今回は、「霊長類としてのヒト」の展示の内、拇指対向性・平爪・指紋をご紹介します。
4.拇指対向性
拇指とは、親指のことです。霊長類は、この親指が他の4本の指と向かい合う形になっており、木や物を握りやすくなっています。ヒトが異なるのは、他の霊長類はこの拇指対向性が手のみならず足にもあることです。
ただ、厳密に言うと、この拇指対向性は旧世界ザルと類人猿に見られるもので、新世界ザルや原猿類はそれほど示しません。また、コロブスとクモザルには、親指はありません。コロブスの親指は小さないぼ状になっており、クモザルでは中手骨の痕跡は残っていますが、表面上はなくなっています。
樹上生活に適応した霊長類は、手足を使って木に登りやすくしたのだと解釈されています。一方、ヒトは、直立二足歩行をすることで、足は手の形とは異なってきました。興味深いことに、大人は当然、自分の足がどうなっているかわかっていますが、幼稚園生や小学校低学年の生徒さんに質問をすると、まず、自分の靴や靴下を脱いで見ようとする場合が多々みられます。
ここでは、オランダの業者に発注して、オランウータン・ゴリラ・チンパンジー・ヒトの手足の模型を製作してもらいました。なかなか、良くできています。

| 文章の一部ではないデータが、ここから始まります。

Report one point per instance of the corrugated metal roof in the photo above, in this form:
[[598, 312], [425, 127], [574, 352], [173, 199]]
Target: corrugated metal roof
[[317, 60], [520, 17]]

群馬県立自然史博物館40.拇指対向性(*画像をクリックすると、拡大します。)
5.平爪
哺乳類の爪は、鈎爪・蹄・平爪に分化しています。しかし、霊長類では、基本的に平爪になります。ただ、原猿類の足の第2指は化粧爪を持っています。また、マーモセットは、足の親指だけ平爪ですが、残りの指は鈎爪です。さらに、歌でも有名なアイアイは、マーモセットと同様に足の親指だけ平爪で、残りの指は鈎爪ですが、手の指の第3指は針金のように長くなっていて、幼虫を掻き出して食べるのに使っています。
ここでは、オランダの業者に発注して、オランウータン・ゴリラ・チンパンジー・ヒトの左手を製作してもらいました。ただ指を見せるのではつまらないということで、ボールを握った状態にしました。
群馬県立自然史博物館41.平爪(*画像をクリックすると、拡大します。)
6.指紋
指紋は、ネズミにも簡単なものが見られます。また、原猿類や真猿類の指紋は単純な構造をしています。しかし、大型類人猿の指紋は、ヒトと同様に複雑です。指先には稜がありますが、この稜には汗腺があり、少し湿らせることですべり止めの役目をします。
ちなみに、ヒトの場合、渦状紋・蹄状紋・二重蹄状紋・弓(波)状紋の4種類があります。ちなみに、日本では、元々日本にいた在来系(縄文系)の人々と、弥生時代になって渡来してきた渡来系(弥生系)の人々がいますが、在来系の人々には蹄状紋が多く、渡来系の人々には渦状紋が多いことが知られています。
ここには、来館者の指紋を拡大して見ることができる装置を展示しています。また、指の拡大模型は、ドイツのソムソ社製の指の模型を購入し、切断して展示しています。